Mr. Peeler described the self-regulatory system and the work of the Better Business Bureau in addressing false or misleading advertising claims for weight-loss products and highlighted in his presentation the industry trade associations that have embraced the self-regulatory system’s strong standards for truth and accuracy.
Below, an excerpt from his testimony. You can read the full text here.
Advertising Self-Regulation and Weight-loss Claims
Truthful and substantiated advertising for weight-loss products, diets and exercise devices that work can be of substantial assistance to consumers seeking to achieve and maintain a healthy weight.
Misleading, unsubstantiated or exaggerated advertising claims – often for products promising quick, effortless weight loss – have the opposite effect, causing both health and economic injury to consumers.
In addition to harm done to consumers, these types of claims also injure honest competitors who promote effective products and whose ads acknowledge the difficulty consumers may face in losing weight and sustaining weight loss.
Misleading advertising both misappropriates sales that would otherwise go to legitimate products and services and undermines the credibility of advertising generally, making it more expensive for honest advertisers to reach their audiences.
Recognizing these twin harms, two industry trade associations – The Electronic Retailing Association (ERA) and the Council for Responsible Nutrition (CRN) – have stepped forward to fund impartial monitoring and oversight of advertising claims, including a substantial number of weight-loss claims.
In 2004, the ERA funded the development of the ERSP program, which provides independent monitoring of all direct-response advertising for a wide range of products, including weight-loss products.
Since its founding, the ERSP program has issued more than 350 decisions, often requiring modification or discontinuance of the challenged advertising.
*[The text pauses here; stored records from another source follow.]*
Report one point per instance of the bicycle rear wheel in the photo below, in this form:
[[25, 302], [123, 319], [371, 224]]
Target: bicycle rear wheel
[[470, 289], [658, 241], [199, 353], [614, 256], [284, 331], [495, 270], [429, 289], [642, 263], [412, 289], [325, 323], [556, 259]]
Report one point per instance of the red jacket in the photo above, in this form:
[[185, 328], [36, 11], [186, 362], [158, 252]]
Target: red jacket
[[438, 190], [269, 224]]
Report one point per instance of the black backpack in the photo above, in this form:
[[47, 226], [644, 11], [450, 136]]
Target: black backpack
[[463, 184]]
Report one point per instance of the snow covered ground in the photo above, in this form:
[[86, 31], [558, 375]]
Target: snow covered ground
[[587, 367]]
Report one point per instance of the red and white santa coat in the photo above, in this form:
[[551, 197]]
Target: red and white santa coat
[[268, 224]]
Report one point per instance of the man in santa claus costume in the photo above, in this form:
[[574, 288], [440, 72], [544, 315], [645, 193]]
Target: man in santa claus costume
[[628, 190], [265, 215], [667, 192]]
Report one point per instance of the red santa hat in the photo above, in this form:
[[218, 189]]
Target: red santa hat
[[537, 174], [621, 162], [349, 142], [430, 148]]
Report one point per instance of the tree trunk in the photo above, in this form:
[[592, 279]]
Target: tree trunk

Almost one-third of all ERSP cases have involved weight-loss claims.
In 2006, CRN provided the National Advertising Division with funding for an attorney who would concentrate on monitoring advertising claims for dietary supplements. Since 2006, NAD, through this initiative, has examined advertising claims made for 164 separate supplements, including 30 weight-loss products.
Although the majority of advertisers comply with the recommendations of the self-regulatory system, those who decline to participate in an ERSP or NAD review or refuse to implement recommended changes are referred to the most appropriate federal regulatory agency, most often the FTC.